Jesus did not replace the Shema. He affirmed it as the greatest commandment and then linked it inseparably to love of neighbor. In Matthew's version, He says, 'All the Law and the Prophets hang on these two commandments' (Matthew 22:40). The entire Hebrew Scriptures — every law, every prophecy, every wisdom saying — is an elaboration of these two principles: love God wholly, love neighbor as self.

The scribe's response is remarkable: 'Well said, teacher... To love him with all your heart, with all your understanding and with all your strength, and to love your neighbor as yourself is more important than all burnt offerings and sacrifices' (Mark 12:32-33).
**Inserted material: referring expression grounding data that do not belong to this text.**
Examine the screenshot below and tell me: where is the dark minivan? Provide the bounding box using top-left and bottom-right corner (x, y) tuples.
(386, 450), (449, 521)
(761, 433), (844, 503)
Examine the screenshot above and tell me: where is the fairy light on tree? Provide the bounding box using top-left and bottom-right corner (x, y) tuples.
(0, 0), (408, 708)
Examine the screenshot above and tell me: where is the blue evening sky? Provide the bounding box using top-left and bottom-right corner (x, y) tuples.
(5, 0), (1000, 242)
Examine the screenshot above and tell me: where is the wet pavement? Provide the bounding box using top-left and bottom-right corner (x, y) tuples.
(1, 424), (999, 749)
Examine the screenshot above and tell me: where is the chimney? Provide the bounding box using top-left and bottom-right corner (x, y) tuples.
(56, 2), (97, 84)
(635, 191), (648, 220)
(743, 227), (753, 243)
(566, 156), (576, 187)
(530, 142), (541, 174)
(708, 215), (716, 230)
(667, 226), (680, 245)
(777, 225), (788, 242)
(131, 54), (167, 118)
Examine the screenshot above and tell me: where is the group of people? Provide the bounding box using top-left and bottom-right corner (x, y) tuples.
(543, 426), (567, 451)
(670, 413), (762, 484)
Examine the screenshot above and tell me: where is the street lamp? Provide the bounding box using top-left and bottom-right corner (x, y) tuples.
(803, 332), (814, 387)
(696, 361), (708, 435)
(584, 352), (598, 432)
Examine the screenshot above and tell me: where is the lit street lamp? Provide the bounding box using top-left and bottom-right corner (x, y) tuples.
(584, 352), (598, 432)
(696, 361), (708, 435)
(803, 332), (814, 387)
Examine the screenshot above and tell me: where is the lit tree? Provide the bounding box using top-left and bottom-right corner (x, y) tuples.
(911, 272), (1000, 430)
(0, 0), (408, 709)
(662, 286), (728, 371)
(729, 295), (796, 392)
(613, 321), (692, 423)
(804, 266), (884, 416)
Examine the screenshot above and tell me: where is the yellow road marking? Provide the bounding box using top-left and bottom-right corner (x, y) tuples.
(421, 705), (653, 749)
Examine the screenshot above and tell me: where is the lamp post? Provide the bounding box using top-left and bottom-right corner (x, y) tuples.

Jesus replied, 'You are not far from the kingdom of God.' The man had grasped the heart of the matter: the Shema is not about ritual compliance but about total devotion to God expressed in love for others.

The Shema in Jewish Life

The Shema is woven into every dimension of Jewish religious life:

Daily prayer. Observant Jews recite the Shema twice daily — in the morning (Shacharit) and evening (Maariv) services — fulfilling the command to speak these words 'when you lie down and when you get up.'

Tefillin (phylacteries). Small leather boxes containing parchment scrolls with the Shema passages are bound to the arm and forehead during weekday morning prayer, fulfilling the command to 'tie them as symbols on your hands and bind them on your foreheads.'

Mezuzot. Small cases containing the Shema (Deuteronomy 6:4-9 and 11:13-21) are affixed to the doorframes of Jewish homes, fulfilling the command to 'write them on the doorframes of your houses.'

Deathbed confession. The Shema is traditionally the last words a Jew recites before death — an affirmation that even in the face of death, God is one and God is Lord. The martyrs of Jewish history — from Rabbi Akiva, who recited the Shema as the Romans tore his flesh with iron combs, to the victims of the Holocaust who spoke it in the gas chambers — have made the Shema not only a prayer but a defiant confession of faith in the most extreme circumstances.

The Shema and Christian Theology

For Christians, the Shema raises the question of how monotheism relates to the Trinity. Early Christians affirmed the oneness of God ('the Lord is one') while also confessing Jesus as Lord and the Holy Spirit as God. The relationship between the Shema's monotheism and Trinitarian theology has been debated since the earliest centuries of the church.

Paul appears to reinterpret the Shema in a Trinitarian direction in 1 Corinthians 8:6: 'Yet for us there is but one God, the Father, from whom all things came and for whom we live; and there is but one Lord, Jesus Christ, through whom all things came and through whom we live.' Scholars like Richard Bauckham have argued that Paul is incorporating Jesus into the Shema itself — splitting the confession 'one God... one Lord' to include both Father and Son within the identity of the one God of Israel.

The Shema remains the beating heart of biblical faith — Jewish and Christian. It declares that reality has a single source, a single Lord, and a single claim on human devotion. Everything else in Scripture — law, prophecy, wisdom, gospel — flows from this foundational truth: the LORD is one, and the LORD demands all.